I want to use this example of political rhetoric to raise an issue that’s been much on my mind these days (and that comes up in my entry a few weeks back, “Work, Intelligence, and the Blue-Collar Vote”): The need to think about political speech as an occasion to educate. Bill Clinton is masterful at doing this, and it characterizes some of our country’s best political oratory.

It is common wisdom among political commentators that campaigns are run and won on emotion and symbolism much more so than on reason, logic, and policy analysis.

True enough. We see it big time in both parties.

But in accepting this unfortunate fact, we also sustain it. Our politicians miss untold opportunities to teach as well as to move and inspire – and as I write this I catch myself at an implied separation, for good instruction can also inspire. And facts can stir emotion, for example a statistic on the number of children in the United States who live in poverty.
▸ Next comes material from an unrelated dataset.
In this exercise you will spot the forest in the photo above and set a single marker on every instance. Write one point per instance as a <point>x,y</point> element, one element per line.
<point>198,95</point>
So let’s return to that jab at community organizing. Giuliani and Palin gave rise to an opportunity for the Obama camp (although I don’t think they did this) to point out quickly, plainly that a number of rights and benefits that protect working people have come from organizing efforts; that Christians of many stripes have been integral to them; that organizing is as American as apple pie; that, as my friend Fred Erickson pointed out in a letter he wrote to Governor Palin, the Governor’s very civic life and political career would have been impossible without the organizing efforts of feminists three or four generations ago. A statement like this would counter as well as instruct, creating a public teachable moment.

So much of our political discourse is so awful that it’s hard to find room in it for civic pedagogy. But, and I know this smacks of innocence, I do believe in a variation of “if you build it, they will come.” Americans respond powerfully to red-meat politics, but it is also true that once the balloons drop and the pulse returns to normal, people want a few facts, want to be spoken to as though they have brains in their heads, want to cut the bullshit.

The writers of the federal No Child Left Behind Act decry what they call “the soft bigotry of low expectations” about the intellectual capacity of poor children. Wouldn’t it be something if our political speechmakers began raising their expectations for the rest of us?